NHS patient records may be held by Microsoft or Google instead of on the current central ‘spine’, if the Conservative Party wins the next general election.
The possible move, reported by the Times, would mean scrapping central parts of the government’s £12.7 billion National Programme for IT, in which a national network built by BT will hold all the data. The record systems are being implemented by CSC and BT.
Sites such as Google Health and Microsoft HealthVault could hold the data, under the plans. The Conservatives estimate this will save over £800 million annually, according to reports in the Telegraph.
Nevertheless, the move has drawn criticism, as questions were raised over the Conservatives’ links to Google. Steve Hilton, a close adviser to Tory leader David Cameron, is married to Rachel Whetstone, the company’s VP of public affairs, the Times reported. And five months ago, it emerged that Google chief executive Eric Schmidt would join a Conservative business forum to advise on economic policy.

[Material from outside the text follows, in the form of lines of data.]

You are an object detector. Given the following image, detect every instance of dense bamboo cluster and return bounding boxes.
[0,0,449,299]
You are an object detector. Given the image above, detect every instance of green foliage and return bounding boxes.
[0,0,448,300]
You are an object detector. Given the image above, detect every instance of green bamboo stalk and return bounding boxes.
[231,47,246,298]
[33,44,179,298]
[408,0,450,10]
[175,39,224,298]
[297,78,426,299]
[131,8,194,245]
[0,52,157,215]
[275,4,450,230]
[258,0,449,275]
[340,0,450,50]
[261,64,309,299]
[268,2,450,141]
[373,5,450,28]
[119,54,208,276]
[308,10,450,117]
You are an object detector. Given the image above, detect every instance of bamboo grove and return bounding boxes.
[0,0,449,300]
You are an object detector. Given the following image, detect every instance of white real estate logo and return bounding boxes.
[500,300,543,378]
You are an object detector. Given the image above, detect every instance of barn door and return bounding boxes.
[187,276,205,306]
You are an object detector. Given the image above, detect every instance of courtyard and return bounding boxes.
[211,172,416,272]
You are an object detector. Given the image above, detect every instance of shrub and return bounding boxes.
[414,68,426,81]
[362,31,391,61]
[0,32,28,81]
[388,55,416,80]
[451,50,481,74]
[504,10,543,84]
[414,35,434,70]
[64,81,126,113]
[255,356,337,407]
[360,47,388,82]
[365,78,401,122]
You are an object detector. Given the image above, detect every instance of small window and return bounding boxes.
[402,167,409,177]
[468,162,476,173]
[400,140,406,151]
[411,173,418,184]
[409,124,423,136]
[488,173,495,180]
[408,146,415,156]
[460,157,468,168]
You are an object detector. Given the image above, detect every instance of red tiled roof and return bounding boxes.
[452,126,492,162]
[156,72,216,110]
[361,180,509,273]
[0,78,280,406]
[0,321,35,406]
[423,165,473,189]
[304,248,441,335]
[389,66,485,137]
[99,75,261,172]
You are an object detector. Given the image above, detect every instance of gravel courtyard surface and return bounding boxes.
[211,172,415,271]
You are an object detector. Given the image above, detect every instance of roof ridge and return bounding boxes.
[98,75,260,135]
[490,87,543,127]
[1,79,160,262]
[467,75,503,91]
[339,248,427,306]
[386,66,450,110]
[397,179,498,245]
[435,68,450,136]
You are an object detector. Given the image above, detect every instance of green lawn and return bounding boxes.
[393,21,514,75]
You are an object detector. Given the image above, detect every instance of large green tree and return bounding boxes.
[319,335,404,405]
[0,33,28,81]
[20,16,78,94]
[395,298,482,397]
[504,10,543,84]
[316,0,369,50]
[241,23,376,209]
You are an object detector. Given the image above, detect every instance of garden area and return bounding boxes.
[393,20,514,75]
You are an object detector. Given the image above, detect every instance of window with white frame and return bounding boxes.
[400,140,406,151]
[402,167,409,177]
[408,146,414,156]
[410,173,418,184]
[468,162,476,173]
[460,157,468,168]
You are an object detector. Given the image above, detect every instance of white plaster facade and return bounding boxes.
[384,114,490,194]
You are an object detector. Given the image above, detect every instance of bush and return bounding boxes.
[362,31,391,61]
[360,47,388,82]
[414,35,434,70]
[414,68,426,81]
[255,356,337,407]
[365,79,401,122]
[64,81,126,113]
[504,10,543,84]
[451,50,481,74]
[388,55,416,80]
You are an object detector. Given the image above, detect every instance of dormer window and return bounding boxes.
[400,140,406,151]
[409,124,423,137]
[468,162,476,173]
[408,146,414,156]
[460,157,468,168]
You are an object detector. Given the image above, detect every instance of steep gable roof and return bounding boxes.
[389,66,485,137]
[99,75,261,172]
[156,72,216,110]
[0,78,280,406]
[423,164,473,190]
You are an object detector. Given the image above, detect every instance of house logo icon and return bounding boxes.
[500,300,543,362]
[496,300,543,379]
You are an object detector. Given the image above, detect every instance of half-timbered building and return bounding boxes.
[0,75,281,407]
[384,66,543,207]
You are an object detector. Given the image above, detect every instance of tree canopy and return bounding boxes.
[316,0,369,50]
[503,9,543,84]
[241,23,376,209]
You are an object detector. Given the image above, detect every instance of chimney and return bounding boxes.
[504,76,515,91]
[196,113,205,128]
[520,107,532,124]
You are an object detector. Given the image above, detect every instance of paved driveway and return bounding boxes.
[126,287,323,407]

The emergence of a more detailed Conservative plan for NHS IT follows a report by right-of-centre think tank the Centre for Policy Studies, which stated the government should “yield control of personal information to individual citizens”. The Conservatives have repeatedly stated they want to cancel a number of key databases including identity cards, and have commissioned the British Computer Society to review the NHS IT programme.
Richard Holway, chairman at analyst house TechMarketView, said the approach being considered by the Conservatives “has many merits”.
But many of the costs of the NHS IT programme "have already been committed”, he noted. “A cancellation would probably trigger higher costs by way of compensation to existing providers.”
Doctors needed a guarantee they could access their records, he said. And many elderly patients, or those who were very ill, may face difficulties accessing online patient records.